A Streetcar Named Desire by Tennessee Williams, Directed by Liv Ullman, from the Sydney Theatre Company to BAM, Wednesday December 9, 2009.

~ Molly Matera, signing off. Thanks for stopping by.


  1. How fascinating to read such praise for a production
    that I saw at the Kennedy Center, which fell so far short of your description, it made me doubt my own reaction, which ranged from boredom to disappointment.
    My first problems were the set itself which seemed like it was constructed for a more intimate stage, therefore out of proportion. The bathroom was in the middle of the room and hardly gave the impression that Blanche was soaking away and deaf to Stanley's loud complaints.
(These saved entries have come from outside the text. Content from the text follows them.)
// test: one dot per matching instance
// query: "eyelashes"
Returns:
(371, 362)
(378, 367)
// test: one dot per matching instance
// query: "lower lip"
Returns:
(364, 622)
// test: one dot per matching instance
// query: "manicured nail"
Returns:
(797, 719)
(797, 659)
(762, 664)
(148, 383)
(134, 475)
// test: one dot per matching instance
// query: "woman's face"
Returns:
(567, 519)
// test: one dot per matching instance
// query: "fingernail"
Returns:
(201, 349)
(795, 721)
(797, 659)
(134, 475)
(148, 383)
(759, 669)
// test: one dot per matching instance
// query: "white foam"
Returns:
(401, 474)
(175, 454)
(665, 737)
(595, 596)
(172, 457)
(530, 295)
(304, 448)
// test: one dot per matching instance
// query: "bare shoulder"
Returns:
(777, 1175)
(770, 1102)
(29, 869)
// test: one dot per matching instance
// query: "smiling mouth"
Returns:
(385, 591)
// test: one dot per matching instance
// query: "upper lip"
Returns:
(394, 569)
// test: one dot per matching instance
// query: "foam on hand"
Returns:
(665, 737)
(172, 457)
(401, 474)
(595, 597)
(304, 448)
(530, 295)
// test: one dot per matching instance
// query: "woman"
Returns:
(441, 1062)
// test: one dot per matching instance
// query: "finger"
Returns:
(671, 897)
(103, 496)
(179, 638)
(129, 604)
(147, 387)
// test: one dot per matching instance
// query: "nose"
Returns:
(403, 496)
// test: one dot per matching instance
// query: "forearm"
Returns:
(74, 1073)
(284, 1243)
And Stanley was always loud. In fact the whole cast with the exception of Stella, seemed to bang away on one loud note.
    I eagerly anticipated the arrival of Cate's Blanche. She reminded me of Popeye's Olive Oyl, all elbows, knees and feet. I saw no shades of a woman who was used to commanding the attention of men through her libidinous charms. We're talking about a woman who was probably bi-polar and honestly, I saw nothing of those shades of mania in Cate. She walked in looking deflated. As far as chemistry with Stanley, zip. He was always yelling, and charmless so why would she.... I hated the staging of the sex scene, there was no sense of this being an inevitable event. No "I hate you and I want to fuck you" from either of them. It was sad, ok, but not scary and exciting as I think it should be, because they are both angry and sad and highly sexed people. Cate never looked slightly hysterical or manic or scared, she looked wounded and I found that utterly boring, but I am aware that I am in the small minority and mostly feel sad that somehow I did not see what you did!
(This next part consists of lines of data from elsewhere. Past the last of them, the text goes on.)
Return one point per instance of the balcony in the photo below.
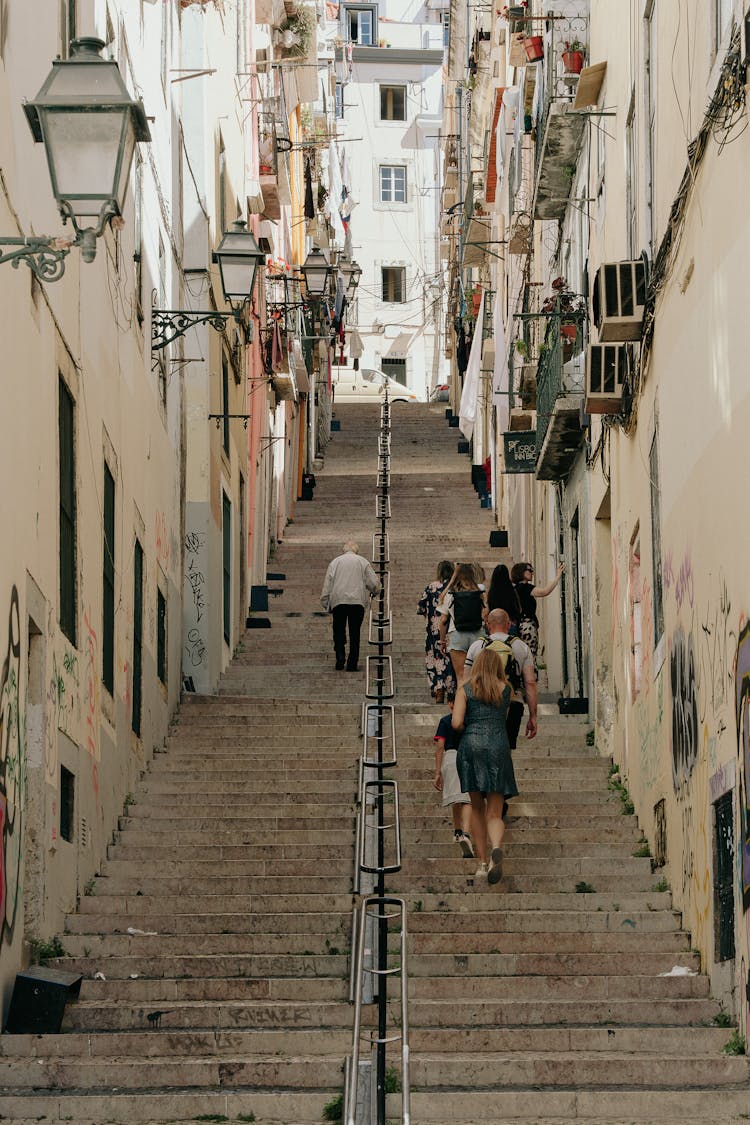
(559, 126)
(560, 388)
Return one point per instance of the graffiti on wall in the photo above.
(12, 774)
(742, 716)
(685, 707)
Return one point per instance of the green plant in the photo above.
(735, 1045)
(334, 1109)
(45, 951)
(394, 1081)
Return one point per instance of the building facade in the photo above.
(389, 102)
(616, 348)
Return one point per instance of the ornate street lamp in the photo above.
(352, 273)
(238, 257)
(317, 272)
(89, 126)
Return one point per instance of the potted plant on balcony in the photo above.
(572, 56)
(534, 48)
(516, 16)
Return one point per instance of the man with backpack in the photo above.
(518, 669)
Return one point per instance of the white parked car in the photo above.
(368, 385)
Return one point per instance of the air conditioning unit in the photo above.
(619, 299)
(606, 369)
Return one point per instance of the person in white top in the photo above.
(498, 626)
(350, 582)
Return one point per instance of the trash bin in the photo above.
(308, 486)
(38, 1001)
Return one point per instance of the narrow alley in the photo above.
(215, 942)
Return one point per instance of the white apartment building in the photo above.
(388, 108)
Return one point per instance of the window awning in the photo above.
(589, 86)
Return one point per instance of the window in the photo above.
(392, 183)
(395, 368)
(66, 803)
(721, 19)
(723, 879)
(226, 539)
(108, 585)
(394, 284)
(656, 545)
(361, 26)
(137, 636)
(631, 172)
(66, 435)
(225, 404)
(66, 25)
(392, 102)
(161, 636)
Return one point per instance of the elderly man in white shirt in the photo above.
(350, 582)
(498, 624)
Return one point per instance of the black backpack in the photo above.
(468, 606)
(512, 671)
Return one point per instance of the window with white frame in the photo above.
(392, 102)
(721, 18)
(392, 183)
(360, 26)
(394, 284)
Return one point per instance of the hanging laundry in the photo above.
(309, 205)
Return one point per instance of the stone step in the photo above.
(554, 1041)
(626, 1106)
(488, 1011)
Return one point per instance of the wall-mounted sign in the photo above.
(520, 451)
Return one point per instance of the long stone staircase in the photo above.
(215, 943)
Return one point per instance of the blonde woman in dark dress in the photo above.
(484, 759)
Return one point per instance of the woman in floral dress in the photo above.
(440, 671)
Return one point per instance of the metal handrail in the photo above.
(381, 902)
(382, 709)
(380, 785)
(382, 662)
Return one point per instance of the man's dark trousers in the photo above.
(354, 615)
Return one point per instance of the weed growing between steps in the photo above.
(42, 952)
(615, 785)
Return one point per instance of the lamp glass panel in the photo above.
(83, 150)
(237, 277)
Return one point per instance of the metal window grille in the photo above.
(108, 585)
(724, 878)
(392, 183)
(66, 803)
(394, 284)
(66, 432)
(137, 636)
(226, 537)
(392, 102)
(161, 636)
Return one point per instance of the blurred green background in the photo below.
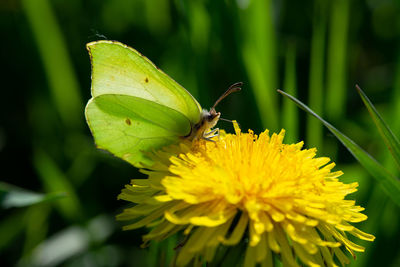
(316, 50)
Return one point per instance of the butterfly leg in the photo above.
(211, 134)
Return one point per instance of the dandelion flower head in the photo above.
(278, 199)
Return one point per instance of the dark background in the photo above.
(317, 50)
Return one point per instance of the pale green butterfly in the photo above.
(136, 108)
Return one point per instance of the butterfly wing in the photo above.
(128, 125)
(119, 69)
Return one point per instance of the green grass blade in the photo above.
(337, 61)
(314, 130)
(390, 183)
(259, 56)
(389, 138)
(57, 63)
(54, 180)
(15, 197)
(289, 111)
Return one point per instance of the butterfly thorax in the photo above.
(208, 119)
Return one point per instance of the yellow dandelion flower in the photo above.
(279, 198)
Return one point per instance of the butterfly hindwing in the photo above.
(127, 125)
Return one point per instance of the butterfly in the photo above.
(136, 108)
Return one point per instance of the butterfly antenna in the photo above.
(222, 119)
(233, 88)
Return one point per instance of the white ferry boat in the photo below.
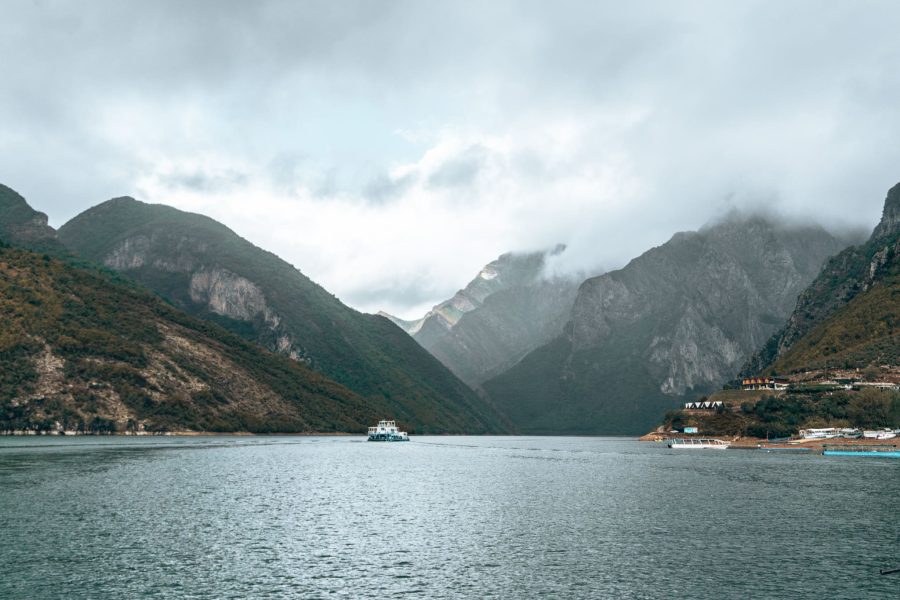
(386, 431)
(698, 444)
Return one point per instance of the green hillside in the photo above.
(22, 225)
(89, 351)
(204, 268)
(849, 316)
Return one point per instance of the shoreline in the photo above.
(739, 442)
(188, 433)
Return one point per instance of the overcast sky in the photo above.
(389, 149)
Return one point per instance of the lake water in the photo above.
(439, 517)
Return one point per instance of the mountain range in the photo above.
(678, 320)
(511, 307)
(196, 265)
(137, 316)
(849, 316)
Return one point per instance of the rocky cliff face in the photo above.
(679, 319)
(206, 269)
(845, 277)
(213, 289)
(81, 352)
(511, 307)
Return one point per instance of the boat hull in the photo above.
(876, 453)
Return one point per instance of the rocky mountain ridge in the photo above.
(204, 268)
(848, 314)
(511, 307)
(679, 319)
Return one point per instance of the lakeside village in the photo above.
(810, 409)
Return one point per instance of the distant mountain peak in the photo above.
(22, 225)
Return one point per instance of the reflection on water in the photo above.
(438, 517)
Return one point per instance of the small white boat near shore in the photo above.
(386, 431)
(698, 444)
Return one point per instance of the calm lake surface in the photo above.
(439, 517)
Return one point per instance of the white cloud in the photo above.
(390, 149)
  2. Hi, thanks so much for responding. I don't know what the Kennedy Center stage or space looks like, but at BAM's Harvey, the set was not too intimate for the space; rather it allowed us to look in not only on the Kowalskis but also on the landlords upstairs through that well-placed window. While not intimate, the Harvey is smaller than BAM's Opera House, so perhaps the scale worked for us better than it could in the K.C.
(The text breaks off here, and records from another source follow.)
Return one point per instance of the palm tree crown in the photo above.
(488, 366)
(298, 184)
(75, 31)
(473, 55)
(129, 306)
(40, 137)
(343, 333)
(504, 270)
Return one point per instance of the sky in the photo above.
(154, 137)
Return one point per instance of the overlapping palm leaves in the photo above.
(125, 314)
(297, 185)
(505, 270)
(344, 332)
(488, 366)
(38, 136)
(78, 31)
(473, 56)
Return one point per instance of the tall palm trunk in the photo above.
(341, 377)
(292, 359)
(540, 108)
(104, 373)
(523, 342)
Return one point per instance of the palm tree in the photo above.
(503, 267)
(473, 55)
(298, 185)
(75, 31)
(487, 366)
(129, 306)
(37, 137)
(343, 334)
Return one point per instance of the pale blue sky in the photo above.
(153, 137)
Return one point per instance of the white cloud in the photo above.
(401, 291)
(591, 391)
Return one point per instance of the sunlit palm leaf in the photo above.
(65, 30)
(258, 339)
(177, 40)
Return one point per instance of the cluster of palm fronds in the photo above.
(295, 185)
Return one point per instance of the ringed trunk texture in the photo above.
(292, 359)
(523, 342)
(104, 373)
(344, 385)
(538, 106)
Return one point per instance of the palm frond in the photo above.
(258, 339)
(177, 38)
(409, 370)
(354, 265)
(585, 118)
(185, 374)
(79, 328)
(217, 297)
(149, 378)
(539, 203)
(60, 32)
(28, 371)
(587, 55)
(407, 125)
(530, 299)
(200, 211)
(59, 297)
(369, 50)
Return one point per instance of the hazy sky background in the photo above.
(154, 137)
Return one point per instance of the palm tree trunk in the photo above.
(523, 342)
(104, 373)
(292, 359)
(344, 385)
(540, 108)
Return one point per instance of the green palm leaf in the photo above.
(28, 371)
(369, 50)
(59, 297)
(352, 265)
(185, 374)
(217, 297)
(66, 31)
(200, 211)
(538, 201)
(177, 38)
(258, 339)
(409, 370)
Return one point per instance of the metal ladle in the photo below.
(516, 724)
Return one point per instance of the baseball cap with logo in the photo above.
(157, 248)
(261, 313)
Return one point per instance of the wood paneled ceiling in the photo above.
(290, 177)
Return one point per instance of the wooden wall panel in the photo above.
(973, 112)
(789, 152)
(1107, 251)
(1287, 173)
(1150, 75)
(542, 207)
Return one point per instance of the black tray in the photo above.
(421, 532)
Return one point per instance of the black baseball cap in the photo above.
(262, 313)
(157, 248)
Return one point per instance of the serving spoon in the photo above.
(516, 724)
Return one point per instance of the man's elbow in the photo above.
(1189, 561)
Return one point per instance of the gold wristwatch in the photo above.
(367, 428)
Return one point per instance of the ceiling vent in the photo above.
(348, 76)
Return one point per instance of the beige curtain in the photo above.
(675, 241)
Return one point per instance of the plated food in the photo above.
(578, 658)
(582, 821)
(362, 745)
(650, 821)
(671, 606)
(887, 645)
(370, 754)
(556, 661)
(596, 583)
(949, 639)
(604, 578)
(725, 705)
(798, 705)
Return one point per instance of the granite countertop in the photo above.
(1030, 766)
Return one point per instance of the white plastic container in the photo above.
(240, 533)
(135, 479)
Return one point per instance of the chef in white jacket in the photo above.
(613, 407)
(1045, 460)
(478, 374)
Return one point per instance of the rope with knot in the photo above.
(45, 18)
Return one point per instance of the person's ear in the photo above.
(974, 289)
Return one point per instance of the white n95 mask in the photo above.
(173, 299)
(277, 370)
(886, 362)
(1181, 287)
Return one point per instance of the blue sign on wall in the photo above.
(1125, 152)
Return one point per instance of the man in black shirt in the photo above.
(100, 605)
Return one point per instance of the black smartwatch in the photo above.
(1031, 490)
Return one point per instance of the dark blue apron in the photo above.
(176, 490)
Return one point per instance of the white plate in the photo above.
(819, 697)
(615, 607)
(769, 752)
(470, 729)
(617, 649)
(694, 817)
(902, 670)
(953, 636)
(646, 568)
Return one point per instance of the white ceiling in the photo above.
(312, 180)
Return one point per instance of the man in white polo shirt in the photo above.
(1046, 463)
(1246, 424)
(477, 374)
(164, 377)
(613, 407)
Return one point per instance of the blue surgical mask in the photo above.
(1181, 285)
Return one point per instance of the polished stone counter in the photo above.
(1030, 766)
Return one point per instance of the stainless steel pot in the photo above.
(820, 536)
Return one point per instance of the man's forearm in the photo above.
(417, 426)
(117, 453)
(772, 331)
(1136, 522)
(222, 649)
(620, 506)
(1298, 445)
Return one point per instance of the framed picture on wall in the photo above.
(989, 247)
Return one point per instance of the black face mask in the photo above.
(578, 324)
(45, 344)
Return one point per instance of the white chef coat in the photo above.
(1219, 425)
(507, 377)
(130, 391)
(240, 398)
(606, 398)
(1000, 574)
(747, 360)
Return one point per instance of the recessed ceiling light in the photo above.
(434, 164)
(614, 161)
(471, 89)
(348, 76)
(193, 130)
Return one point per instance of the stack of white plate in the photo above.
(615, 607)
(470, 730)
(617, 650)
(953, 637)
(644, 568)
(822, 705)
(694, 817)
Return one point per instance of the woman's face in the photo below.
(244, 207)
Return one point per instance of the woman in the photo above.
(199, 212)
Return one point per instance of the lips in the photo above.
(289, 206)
    As for Cate's Blanche, while you saw elbows and knees, I saw fragility in her movements that translated to her psyche. I don't think in terms of modern psychiatry's definitions of people's behavior -- before the word 'bipolar' was invented, other people and actresses diagnosed Blanche. Those performances didn't work for me. Tennessee didn't write a 'bipolar' woman, he wrote a broken one.
    I believe this production is dynamic and changes nightly -- this may play havoc with a stage manager calling cues, but would certainly keep the performances fresh. I saw the play on a really good night, and I'm sorry if the night you saw the play was not as focussed. That's live theatre for you. Ain't it grand.